А прибывшим милиционерам (среди которых был и пострадавший впоследствии Козленков) оба братца уверенно засвидетельствовали, что услышали выстрел, выглянули в окно и увидели, как сосед с ружьем из дома выскакивает. А как уж у него так получилось собственную бабу подстрелить – они не в курсе. То ли по неосторожности, то ли устав от непривычных тягот деревенской жизни. И других свидетелей в деревне не нашлось. Хотя милиция их и не искала, удовлетворившись показаниями братьев, один из которых к тому же еще и начальник областной. Да и другой был им известен с приятной стороны – как человек, помогающий органам материально. А фермер им никак не помогал, только все чего-то требовал. По большей части – исполнения каких-то там законов. Будто не понимал, что требовать это от милиции – самое последнее дело, только нарываться. И уж точно никакой симпатии с ее стороны к тебе от таких требований не возникнет. А совсем наоборот.
Одна только старуха Макаровна, видевшая из окошка, как старший братец сигал туда-сюда через улицу, подошла к своей калитке и молча стала ждать, когда на нее обратит внимание милиция. Но та на нее внимания не обращала, милиции и без нее все уже было понятно, а вот старший братец на нее посмотрел. Посмотрел так тяжело и пристально, что старуха невольно попятилась, затем повернулась и скрылась в доме.
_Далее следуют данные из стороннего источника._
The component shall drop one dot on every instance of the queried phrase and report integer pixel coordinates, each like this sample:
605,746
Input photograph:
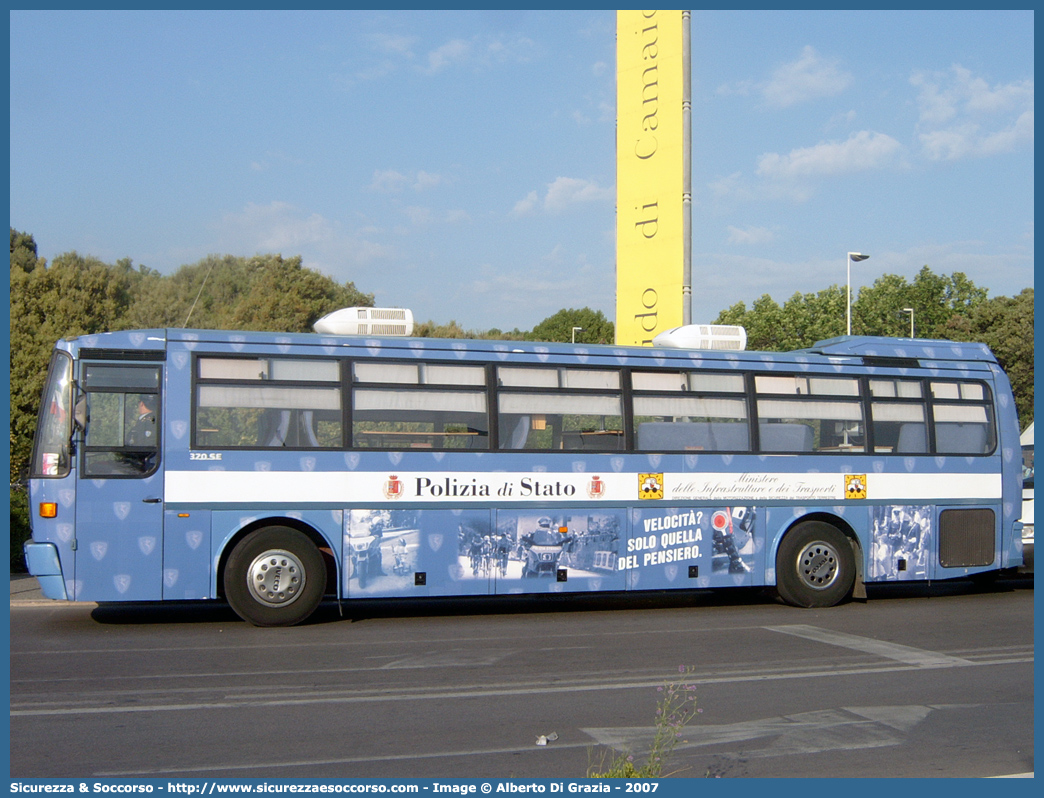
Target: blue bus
275,470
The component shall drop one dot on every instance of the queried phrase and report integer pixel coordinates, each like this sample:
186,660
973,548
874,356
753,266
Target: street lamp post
853,256
910,311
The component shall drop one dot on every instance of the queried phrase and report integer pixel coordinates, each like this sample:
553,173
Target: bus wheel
814,565
275,577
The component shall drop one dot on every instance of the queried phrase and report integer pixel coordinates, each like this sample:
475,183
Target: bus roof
870,350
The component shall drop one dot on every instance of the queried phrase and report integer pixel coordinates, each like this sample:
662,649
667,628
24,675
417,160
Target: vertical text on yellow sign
649,157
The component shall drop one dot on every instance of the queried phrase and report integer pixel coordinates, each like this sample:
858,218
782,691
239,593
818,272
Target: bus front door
119,501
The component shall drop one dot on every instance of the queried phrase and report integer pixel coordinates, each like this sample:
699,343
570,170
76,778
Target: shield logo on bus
596,488
649,486
394,487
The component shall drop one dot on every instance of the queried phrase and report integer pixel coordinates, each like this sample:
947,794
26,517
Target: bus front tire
814,565
275,577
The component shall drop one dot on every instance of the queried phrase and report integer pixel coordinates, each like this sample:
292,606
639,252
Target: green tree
1004,324
595,328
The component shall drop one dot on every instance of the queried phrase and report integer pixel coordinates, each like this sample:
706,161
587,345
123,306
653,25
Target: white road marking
917,657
А милиция оперативно свинтила очнувшегося и бормочущего теперь что-то бессмысленное Гречихина, загрузила его и мертвое женское тело в машину и уехала, не забыв прихватить предложенные братцами щедрые дары…
Кстати, на незнакомца Гречихин действительно внешне похож, но и только…
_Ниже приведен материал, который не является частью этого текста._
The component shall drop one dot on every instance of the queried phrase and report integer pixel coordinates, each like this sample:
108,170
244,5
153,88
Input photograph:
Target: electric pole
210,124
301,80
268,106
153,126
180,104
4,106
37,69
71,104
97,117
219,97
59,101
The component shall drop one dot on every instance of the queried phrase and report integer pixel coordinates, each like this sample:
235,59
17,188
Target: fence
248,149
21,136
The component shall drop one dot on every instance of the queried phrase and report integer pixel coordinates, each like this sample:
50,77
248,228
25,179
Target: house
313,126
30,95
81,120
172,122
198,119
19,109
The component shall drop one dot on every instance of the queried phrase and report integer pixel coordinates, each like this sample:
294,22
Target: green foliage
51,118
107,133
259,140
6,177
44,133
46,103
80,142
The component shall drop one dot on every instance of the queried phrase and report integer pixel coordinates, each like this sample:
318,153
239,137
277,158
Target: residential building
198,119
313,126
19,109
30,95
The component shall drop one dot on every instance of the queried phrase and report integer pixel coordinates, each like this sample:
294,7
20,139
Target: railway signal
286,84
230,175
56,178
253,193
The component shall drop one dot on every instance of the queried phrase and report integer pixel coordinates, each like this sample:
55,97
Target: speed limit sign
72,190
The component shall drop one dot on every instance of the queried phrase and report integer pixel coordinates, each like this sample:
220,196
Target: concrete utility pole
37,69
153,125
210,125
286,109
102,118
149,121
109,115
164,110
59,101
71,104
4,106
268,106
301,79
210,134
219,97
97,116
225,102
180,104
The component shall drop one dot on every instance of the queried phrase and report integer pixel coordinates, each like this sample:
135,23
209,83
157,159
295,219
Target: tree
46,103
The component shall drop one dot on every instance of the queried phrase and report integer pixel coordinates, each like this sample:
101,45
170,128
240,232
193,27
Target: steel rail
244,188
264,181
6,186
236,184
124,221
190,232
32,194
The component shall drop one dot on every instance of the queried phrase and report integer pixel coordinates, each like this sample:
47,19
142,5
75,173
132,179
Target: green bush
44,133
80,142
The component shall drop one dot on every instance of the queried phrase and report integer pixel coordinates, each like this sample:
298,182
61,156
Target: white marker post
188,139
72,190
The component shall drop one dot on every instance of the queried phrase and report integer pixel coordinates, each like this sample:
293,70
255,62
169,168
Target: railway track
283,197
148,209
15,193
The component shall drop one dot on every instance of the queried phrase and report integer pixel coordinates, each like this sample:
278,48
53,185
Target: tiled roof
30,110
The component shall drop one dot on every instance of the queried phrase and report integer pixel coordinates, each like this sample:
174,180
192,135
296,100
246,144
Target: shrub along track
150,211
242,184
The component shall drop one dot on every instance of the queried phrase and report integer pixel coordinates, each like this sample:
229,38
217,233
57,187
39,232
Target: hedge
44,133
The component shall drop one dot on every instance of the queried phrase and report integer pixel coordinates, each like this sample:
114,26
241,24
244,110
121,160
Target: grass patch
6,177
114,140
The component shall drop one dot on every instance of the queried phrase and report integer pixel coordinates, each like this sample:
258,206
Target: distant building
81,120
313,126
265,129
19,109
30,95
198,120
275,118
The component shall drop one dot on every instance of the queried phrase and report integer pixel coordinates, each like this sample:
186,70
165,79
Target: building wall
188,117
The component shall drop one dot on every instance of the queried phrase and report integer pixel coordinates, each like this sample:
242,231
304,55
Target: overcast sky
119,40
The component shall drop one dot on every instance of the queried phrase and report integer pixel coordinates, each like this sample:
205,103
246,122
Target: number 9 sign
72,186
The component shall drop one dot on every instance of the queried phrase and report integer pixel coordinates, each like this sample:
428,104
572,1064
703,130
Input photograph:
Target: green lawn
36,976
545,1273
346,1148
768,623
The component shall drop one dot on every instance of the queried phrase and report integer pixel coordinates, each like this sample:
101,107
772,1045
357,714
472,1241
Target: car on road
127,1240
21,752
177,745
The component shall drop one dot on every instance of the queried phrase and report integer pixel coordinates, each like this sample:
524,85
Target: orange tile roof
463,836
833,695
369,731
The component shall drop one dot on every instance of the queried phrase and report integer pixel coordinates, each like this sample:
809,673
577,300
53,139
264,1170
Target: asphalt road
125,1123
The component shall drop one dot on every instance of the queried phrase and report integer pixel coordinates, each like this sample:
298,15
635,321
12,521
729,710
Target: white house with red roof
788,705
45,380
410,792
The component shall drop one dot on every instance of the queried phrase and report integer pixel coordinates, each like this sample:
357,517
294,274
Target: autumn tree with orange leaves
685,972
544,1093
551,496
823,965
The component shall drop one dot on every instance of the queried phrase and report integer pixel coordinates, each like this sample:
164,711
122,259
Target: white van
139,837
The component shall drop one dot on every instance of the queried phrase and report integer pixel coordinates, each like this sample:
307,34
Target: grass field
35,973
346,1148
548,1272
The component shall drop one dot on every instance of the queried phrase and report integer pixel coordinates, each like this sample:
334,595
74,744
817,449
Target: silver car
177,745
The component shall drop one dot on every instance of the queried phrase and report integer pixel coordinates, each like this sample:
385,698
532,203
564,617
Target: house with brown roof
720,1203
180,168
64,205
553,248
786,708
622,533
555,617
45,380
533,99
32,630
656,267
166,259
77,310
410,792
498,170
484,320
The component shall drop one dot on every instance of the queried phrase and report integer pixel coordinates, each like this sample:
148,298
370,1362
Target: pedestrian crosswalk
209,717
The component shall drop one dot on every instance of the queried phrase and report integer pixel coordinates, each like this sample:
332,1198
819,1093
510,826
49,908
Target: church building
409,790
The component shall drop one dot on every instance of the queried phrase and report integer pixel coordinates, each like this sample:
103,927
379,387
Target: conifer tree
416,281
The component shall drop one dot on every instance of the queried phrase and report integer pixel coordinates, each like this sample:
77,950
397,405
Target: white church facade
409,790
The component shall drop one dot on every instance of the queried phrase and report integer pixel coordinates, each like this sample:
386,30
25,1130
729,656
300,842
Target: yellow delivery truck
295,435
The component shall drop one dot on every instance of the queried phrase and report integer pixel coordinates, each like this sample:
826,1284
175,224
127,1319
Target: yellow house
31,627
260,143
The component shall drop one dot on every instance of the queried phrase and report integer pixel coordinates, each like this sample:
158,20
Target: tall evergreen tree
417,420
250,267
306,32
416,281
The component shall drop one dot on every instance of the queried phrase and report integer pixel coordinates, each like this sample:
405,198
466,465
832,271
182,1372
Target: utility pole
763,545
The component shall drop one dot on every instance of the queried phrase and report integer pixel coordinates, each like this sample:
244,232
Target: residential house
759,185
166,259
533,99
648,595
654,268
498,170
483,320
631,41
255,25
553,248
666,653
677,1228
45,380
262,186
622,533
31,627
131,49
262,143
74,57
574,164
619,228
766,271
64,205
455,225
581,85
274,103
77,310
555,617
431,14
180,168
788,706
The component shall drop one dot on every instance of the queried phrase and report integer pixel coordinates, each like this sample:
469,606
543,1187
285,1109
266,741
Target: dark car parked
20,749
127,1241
Вот братцам этим желать спокойного сна как-то язык не поворачивается. Но они и без чужих пожеланий обходятся – ложатся каждый вечер и благополучно всю ночь дрыхнут. И ничего их не беспокоит, ничего у них не болит. А чему там болеть, если они насквозь здоровые? Все у них и так будет нормально, все хорошо. Старшего не надуют – сделают депутатом. Да и младший себя в целом будет неплохо чувствовать. Правда, злоба порой и во сне их душит, но вряд ли ведь сможет когда-нибудь до конца задушить. Неизвестны пока медицине такие факты…
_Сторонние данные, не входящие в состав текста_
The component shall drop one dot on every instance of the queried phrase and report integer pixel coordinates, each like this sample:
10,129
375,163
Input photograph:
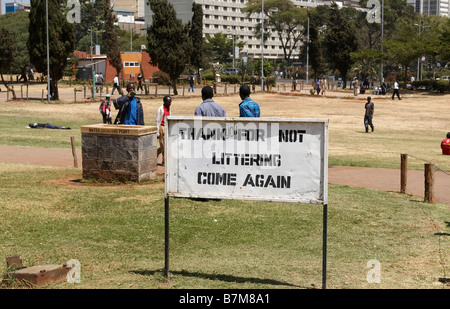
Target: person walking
324,85
248,107
139,82
368,116
161,114
105,110
355,86
209,108
445,145
396,91
130,108
191,83
116,85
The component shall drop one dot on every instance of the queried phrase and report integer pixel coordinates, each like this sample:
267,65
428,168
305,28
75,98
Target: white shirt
159,118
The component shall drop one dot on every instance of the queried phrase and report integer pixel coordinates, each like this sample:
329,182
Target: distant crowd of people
132,113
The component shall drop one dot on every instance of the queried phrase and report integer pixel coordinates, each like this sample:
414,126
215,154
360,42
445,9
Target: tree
314,47
340,41
196,35
111,40
285,18
17,24
7,53
365,61
61,39
169,45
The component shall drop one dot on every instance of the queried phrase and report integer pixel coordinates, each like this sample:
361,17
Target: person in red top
445,145
161,114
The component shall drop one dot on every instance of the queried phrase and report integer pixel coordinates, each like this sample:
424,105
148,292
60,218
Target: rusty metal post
166,237
403,173
74,152
429,179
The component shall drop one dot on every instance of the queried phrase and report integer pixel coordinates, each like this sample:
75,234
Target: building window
129,64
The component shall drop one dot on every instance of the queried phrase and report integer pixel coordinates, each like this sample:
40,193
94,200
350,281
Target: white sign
247,158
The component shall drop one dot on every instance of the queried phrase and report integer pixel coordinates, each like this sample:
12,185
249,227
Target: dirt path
371,178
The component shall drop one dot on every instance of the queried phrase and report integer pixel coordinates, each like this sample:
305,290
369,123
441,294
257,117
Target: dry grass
416,125
116,231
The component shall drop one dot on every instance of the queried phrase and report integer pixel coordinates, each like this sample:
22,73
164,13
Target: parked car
231,71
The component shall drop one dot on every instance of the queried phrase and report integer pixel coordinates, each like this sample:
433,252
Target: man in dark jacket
368,115
131,111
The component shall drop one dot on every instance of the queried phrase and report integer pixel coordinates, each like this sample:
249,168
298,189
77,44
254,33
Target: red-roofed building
133,64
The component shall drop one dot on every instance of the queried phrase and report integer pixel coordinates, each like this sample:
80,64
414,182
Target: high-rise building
431,7
226,16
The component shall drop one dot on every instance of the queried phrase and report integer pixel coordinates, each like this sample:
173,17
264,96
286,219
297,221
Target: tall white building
226,16
431,7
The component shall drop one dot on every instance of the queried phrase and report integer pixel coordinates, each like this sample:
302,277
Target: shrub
432,84
161,78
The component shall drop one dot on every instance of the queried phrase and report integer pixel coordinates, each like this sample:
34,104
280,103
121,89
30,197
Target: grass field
116,231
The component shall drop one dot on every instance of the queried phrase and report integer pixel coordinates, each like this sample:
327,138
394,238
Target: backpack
104,108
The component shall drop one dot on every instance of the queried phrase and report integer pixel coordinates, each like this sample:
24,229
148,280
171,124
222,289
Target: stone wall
118,152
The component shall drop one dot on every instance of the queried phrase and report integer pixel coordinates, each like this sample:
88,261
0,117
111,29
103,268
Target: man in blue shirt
131,111
248,107
209,108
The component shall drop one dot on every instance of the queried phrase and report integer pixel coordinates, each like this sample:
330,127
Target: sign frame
323,173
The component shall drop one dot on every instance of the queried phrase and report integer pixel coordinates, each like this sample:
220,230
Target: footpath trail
382,179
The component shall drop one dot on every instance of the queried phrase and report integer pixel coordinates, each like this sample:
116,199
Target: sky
11,1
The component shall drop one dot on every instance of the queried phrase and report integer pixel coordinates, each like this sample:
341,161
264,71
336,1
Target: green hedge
432,84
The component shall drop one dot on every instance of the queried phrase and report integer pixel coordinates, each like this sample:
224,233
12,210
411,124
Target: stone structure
119,152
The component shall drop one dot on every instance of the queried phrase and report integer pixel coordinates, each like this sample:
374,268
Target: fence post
429,175
404,170
74,152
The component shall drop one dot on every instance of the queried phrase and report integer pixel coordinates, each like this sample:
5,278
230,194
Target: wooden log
404,171
429,179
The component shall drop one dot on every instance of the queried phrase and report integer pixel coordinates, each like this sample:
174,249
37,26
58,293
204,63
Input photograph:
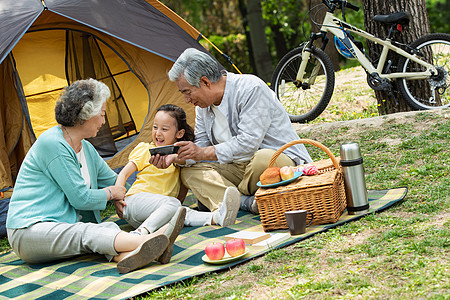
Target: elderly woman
63,183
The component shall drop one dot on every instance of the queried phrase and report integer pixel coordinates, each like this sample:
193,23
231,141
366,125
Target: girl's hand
162,161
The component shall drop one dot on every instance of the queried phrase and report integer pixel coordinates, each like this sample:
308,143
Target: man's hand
189,150
162,161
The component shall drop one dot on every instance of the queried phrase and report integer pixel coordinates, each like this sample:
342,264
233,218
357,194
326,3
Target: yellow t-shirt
151,179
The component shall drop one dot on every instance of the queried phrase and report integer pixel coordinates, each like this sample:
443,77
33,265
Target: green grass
401,253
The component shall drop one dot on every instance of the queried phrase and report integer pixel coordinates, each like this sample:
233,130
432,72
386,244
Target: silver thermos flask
354,181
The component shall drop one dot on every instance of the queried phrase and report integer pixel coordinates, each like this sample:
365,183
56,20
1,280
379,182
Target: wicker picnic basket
322,194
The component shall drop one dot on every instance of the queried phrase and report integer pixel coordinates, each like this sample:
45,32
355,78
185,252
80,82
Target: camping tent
46,44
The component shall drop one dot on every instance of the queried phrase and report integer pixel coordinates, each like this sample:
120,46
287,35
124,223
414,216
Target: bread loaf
270,175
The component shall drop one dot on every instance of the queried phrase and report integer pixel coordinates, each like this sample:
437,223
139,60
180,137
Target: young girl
152,199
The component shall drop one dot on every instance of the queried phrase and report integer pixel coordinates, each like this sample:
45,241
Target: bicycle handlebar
339,4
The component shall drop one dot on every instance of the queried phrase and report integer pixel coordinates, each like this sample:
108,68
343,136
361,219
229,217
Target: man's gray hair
193,64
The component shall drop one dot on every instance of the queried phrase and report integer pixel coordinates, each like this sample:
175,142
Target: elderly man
239,125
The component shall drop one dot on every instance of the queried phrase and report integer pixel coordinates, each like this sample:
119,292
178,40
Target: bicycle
304,78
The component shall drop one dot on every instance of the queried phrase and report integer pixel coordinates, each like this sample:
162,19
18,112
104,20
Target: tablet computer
164,150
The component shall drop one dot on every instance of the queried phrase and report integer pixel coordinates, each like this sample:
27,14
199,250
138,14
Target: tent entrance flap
84,59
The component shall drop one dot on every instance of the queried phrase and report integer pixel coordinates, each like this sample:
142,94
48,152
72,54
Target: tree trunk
279,40
419,25
260,47
317,16
243,10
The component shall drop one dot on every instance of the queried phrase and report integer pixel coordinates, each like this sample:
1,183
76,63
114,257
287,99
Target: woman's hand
117,192
119,205
117,196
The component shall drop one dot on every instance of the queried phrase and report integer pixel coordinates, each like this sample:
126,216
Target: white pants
148,210
49,241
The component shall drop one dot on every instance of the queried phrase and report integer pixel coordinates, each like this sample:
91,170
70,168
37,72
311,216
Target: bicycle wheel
304,102
432,92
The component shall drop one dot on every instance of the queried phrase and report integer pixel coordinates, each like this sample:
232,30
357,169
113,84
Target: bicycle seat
395,18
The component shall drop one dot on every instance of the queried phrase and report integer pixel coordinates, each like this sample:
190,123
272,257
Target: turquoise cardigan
50,188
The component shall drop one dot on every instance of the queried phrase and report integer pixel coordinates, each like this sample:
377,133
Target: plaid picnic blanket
92,277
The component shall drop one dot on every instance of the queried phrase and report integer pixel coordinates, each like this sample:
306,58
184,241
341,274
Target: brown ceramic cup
296,220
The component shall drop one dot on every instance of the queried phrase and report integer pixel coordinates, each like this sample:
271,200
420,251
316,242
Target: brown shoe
172,231
147,252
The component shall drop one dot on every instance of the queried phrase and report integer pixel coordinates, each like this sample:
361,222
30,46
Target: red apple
235,247
287,172
215,251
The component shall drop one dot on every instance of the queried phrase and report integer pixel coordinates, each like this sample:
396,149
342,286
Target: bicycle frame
336,26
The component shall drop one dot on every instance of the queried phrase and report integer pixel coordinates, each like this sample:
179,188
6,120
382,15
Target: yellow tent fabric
39,52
А Егор с супругой пусть спят спокойно. И пусть приснится им не муть какая-нибудь, не космическое путешествие за долгожданной свободой невесть куда с ведром на голове, а что, к примеру, без всяких природных катаклизмов жизнь в стране вдруг взяла да и наладилась и собралась у них однажды вся разбросанная по разным далеким местам семья – и не на праздник даже какой собралась и уж тем более, Боже упаси, не на похороны, а просто так, чтоб свидеться и общие дела свои решить: и сын с женой из Благовещенска приехал посоветоваться – не стоит ли домой воротиться насовсем и рядышком с родителями спокойно жить; и дочь с Украины с детьми прикатила – и тоже с прицелом – не вернуться ли в родные места, если и с работой оплачиваемой все уже нормально, и квартиру запросто дают, только выбирай, – и шумно так стало в их доме, и тесно, и суетно, и так хорошо, что хоть и не просыпайся, смотри да смотри…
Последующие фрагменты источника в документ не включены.